Dear Deb,
I think we just found a very important area of agreement! You said in your last post, “The fewer direct consequences there are—rewards or punishments—associated with such data collection, the greater the likelihood that it will be honest. We need less of the Texas ‘miracle’ and Enron-style data, and more of the ‘academic’ type.”
So maybe you are willing to agree with my plan for the reauthorization of NCLB. Yes, we should have national standards and national tests, but there should be no federal role in punishing or rewarding schools based on the results of the tests. You probably are still opposed to national standards, but you can’t have tests unless there is agreement about what is to be tested. The tests must be based on the curriculum and the standards.

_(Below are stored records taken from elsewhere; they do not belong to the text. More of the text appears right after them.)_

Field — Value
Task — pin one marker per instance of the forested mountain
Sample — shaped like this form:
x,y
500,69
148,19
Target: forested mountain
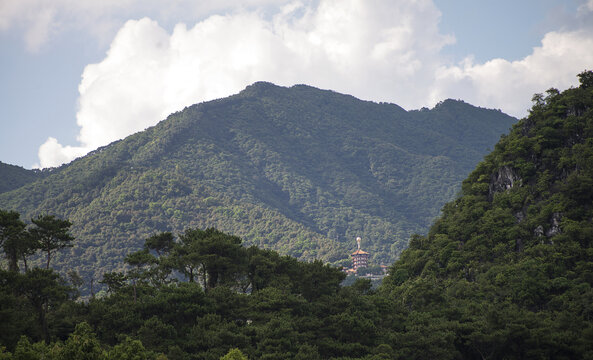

So, yes, let the feds provide the extra money needed to educate children with disabilities, children who need to learn English, and children who are low-income. Let the feds run a sound research program. Let them award grants and fellowships to attract new teachers into important specialty fields where there are shortages. Let them hand out blue ribbons to successful schools. But keep the feds out of the business of telling schools how to reform themselves.
Having worked in the U.S. Department of Education, I can tell you that there are a lot of truly intelligent and thoughtful people there (many of them are the same people who were there 15 years ago when I worked there as Assistant Secretary in charge of the Office of Education Research and Information). Wonderful people, but I don’t think that there were many people who knew how to run a school. Frankly, there is no capacity at the federal level—not in the executive branch and not in the legislative branch—to tell the nation’s schools what they should do.
Some people think that state departments of education lack the capacity to run schools, which is why state takeovers have been such a big disappointment. Nonetheless, one of the end-of-the-line sanctions in NCLB is that states may take over failing schools. And when they get them, what are they supposed to do with them? I wish there were an example of a successful state takeover. I don’t know of any.
So, yes, we agree that democracy matters. It matters in the management of public schools and it matters in the workplace. And I am drawn to your comment that a well-educated person is someone with the disposition and tools “to exercise, defend and revise our judgments about an incompletely known world.” When people take a stand and resolutely refuse to listen to counter-arguments or to contrary evidence, then either the subject is religion or the person is clinging to ideology.